6. SARS vaccine of claim 1 or claim 2, characterized in that the built-deficient adenovirus The CMV promoter and BGHpolyA.

SARS vaccine according to claim 1 or claim 2, characterized in that it comprises the SARS-associated coronavirus S full-length gene.

SARS vaccine according to claim 1 or claim 2, wherein cloned into the adenoviral vector is a SARS-associated coronavirus S gene sequences include domains including S1.

SARS vaccine according to claim 1 or claim 2, wherein cloned into the adenoviral vector is a SARS-associated coronavirus S gene sequences, including domains comprising S2.

SARS vaccine according to claim 1 or claim 2, wherein cloned into the adenoviral vector is a SARS-associated coronavirus S gene comprises a sequence S1, S2 including the domain.

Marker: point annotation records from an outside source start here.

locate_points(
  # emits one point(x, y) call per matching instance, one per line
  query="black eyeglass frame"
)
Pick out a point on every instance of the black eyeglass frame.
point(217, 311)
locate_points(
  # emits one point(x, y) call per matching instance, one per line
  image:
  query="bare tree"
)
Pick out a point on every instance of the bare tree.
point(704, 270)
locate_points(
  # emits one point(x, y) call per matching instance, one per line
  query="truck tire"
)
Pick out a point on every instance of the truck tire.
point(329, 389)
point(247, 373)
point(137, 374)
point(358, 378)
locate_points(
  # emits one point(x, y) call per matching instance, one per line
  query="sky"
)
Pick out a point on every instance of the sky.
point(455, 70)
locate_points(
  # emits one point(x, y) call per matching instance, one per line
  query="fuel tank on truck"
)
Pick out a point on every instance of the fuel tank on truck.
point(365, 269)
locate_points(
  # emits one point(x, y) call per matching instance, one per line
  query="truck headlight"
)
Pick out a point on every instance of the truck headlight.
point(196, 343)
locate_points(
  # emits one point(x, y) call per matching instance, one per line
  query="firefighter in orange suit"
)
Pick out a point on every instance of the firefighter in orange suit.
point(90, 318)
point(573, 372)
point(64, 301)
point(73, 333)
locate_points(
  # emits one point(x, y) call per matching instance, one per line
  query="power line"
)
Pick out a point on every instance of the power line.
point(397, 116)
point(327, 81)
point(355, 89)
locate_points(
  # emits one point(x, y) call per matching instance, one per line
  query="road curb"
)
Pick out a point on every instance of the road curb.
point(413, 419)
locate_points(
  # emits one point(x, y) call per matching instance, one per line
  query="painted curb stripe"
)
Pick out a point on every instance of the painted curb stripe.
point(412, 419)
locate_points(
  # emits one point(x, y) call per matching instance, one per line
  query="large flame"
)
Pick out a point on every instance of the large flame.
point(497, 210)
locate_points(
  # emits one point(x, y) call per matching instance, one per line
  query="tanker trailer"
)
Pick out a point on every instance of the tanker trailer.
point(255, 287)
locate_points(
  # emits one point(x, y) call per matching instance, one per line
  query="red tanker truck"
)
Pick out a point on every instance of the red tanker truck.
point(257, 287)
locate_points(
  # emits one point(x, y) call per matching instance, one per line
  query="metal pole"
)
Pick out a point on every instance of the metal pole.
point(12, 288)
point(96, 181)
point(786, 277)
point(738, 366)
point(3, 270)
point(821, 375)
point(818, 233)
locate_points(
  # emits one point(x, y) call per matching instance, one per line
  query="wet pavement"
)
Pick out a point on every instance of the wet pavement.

SARS vaccine according to claim 1 or claim 2, wherein cloned into the adenoviral vector in base No. SARS-associated coronavirus S gene transmembrane region and C-terminal fragments of 3686 ~ 3648.

12. A method for the preparation of SARS vaccines, comprising (1) obtaining a SARS-associated coronavirus S gene; (2) combined with the S gene deficient recombinant adenovirus; (3) transfecting packaging cells; (4) the enlarged increase, isolated, purified, formulated.

13. SARS vaccine production method according to claim 12, characterized in that after extraction of the S gene, cloned into the plasmid pshuttle, and then combined with the connector adenovirus backbone plasmid.

14. The preparation method according to claim SARS vaccine, wherein the S gene sequence was designed according to the following PCR primers: v1 GGTCTAGAGT TGTGGTTTCA AGTGATv2 TTTCTAGACC ATGGGTTGTG TCCTTGCTV3 TTTCTAGACC ATGGCATATA GGTTCAATGV4 TAGGTACCAA TGCCAGTAGT GGTGV5 TTGGTACCTC CGCCTCGACT TTV6 CCGGTACCAT AAGTTCGTTT ATGTGT

15. SARS vaccine production method according to claim 12, characterized in that the packaging cell is a C alkylene integrated type 5 adenovirus Ad5 E1 region of cell lines or cell lines gene.

16. SARS vaccine production method according to claim 15, wherein the packaging cell is a 293 cell.

17. The method of preparing SARS vaccine according to claim 12, wherein said formulation is an injection or a spray.

Application vaccine against SARS in 18.SARS associated coronavirus S gene in preparation.